意地悪上司に求愛されています。(原題 レア系女史の恋愛図鑑)
「お疲れ様、菊池女史」
「お疲れ様ね、海外事業部課長さん」
「まだ俺の名前は覚えてくれないんだな?」
「役職さえ知っていれば、事が足りるでしょう」

 覚えてはいるが、それを目の前の男に言うのも癪な話なので絶対に言わないけど。

 木島健人、三十三歳、独身。色黒で、スポーツマンタイプだ。スラリとした容姿で、身長も180センチ以上はあるだろう。

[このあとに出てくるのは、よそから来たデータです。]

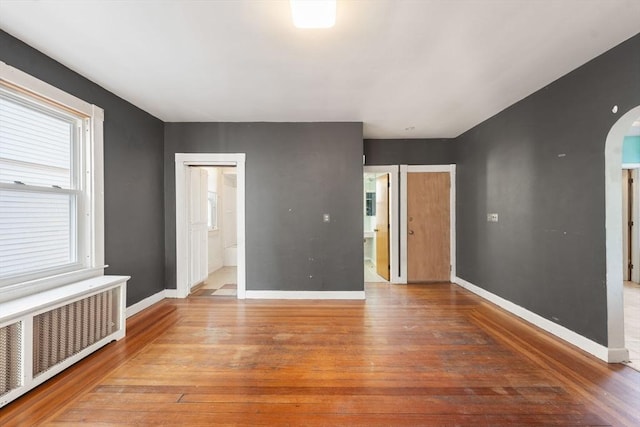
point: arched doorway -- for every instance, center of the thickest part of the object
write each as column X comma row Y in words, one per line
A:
column 613, row 225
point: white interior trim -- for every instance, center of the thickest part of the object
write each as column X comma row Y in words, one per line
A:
column 631, row 166
column 613, row 226
column 15, row 77
column 404, row 170
column 601, row 352
column 145, row 303
column 184, row 160
column 635, row 217
column 348, row 295
column 394, row 214
column 91, row 228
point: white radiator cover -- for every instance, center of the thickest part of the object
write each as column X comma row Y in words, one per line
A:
column 43, row 334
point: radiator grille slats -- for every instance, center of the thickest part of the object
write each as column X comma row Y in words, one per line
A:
column 60, row 333
column 10, row 357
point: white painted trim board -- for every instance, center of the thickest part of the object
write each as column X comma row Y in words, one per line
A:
column 146, row 303
column 316, row 295
column 610, row 355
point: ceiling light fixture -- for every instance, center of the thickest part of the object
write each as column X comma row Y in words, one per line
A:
column 313, row 13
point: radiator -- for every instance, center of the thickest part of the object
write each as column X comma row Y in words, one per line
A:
column 50, row 331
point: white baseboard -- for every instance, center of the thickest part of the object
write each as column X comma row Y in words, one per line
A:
column 171, row 293
column 145, row 303
column 598, row 350
column 353, row 295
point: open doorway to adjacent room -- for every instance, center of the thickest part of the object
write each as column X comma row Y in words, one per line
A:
column 213, row 235
column 631, row 241
column 380, row 233
column 210, row 224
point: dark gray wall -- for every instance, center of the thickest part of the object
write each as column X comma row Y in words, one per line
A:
column 540, row 165
column 134, row 222
column 408, row 152
column 295, row 172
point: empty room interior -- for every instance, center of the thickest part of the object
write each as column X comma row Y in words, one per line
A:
column 385, row 212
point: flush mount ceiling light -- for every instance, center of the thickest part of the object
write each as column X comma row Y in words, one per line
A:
column 313, row 13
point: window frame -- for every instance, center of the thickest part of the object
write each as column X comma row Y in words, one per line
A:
column 89, row 191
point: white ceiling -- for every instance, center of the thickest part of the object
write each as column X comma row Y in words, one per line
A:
column 407, row 69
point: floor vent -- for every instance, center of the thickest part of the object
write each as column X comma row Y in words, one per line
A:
column 43, row 334
column 61, row 333
column 10, row 357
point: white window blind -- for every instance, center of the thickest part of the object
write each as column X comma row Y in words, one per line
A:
column 39, row 187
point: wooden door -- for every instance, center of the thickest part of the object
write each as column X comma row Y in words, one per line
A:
column 383, row 267
column 428, row 228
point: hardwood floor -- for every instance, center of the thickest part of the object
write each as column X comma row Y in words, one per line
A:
column 408, row 355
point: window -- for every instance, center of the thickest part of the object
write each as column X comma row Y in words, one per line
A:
column 50, row 171
column 212, row 198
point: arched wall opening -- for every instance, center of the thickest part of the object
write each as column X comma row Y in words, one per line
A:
column 613, row 225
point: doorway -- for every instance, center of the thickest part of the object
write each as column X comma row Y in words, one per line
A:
column 380, row 225
column 631, row 240
column 377, row 248
column 428, row 223
column 215, row 199
column 188, row 270
column 616, row 350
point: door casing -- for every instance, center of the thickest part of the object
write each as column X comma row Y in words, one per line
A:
column 394, row 218
column 183, row 161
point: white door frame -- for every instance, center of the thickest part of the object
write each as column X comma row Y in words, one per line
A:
column 404, row 169
column 183, row 161
column 616, row 351
column 394, row 260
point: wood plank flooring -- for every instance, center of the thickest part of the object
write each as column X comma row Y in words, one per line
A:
column 408, row 355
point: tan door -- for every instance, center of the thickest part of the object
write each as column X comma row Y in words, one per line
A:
column 428, row 242
column 382, row 227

 黒髪で短く切りそろえられた髪は清潔な印象を与え、それと同時に精悍さも感じる。

元官僚ということで、頭もよければ仕事もできる。
 今、この会社において“旦那さんにしたい男”ナンバーワンの座に君臨しているようだ。

 ど真面目な雰囲気の彼だが、笑うとえくぼができる。
 そうすると一気に可愛く見えて堪らない、とは後輩たちの弁である。
 そんな巷では優良物件である木島健人なのだが、絶対に変わり者だと思う。

 どうやら木島の興味が、片瀬さんから私にシフトしてしまったようなのだ。
 はっきり言って、私の評価というものは決していいものではない。

 仕事はできるが堅物。仕事はできるが出世のことしか考えていない。
 仕事はできるが、かなりの変わり者。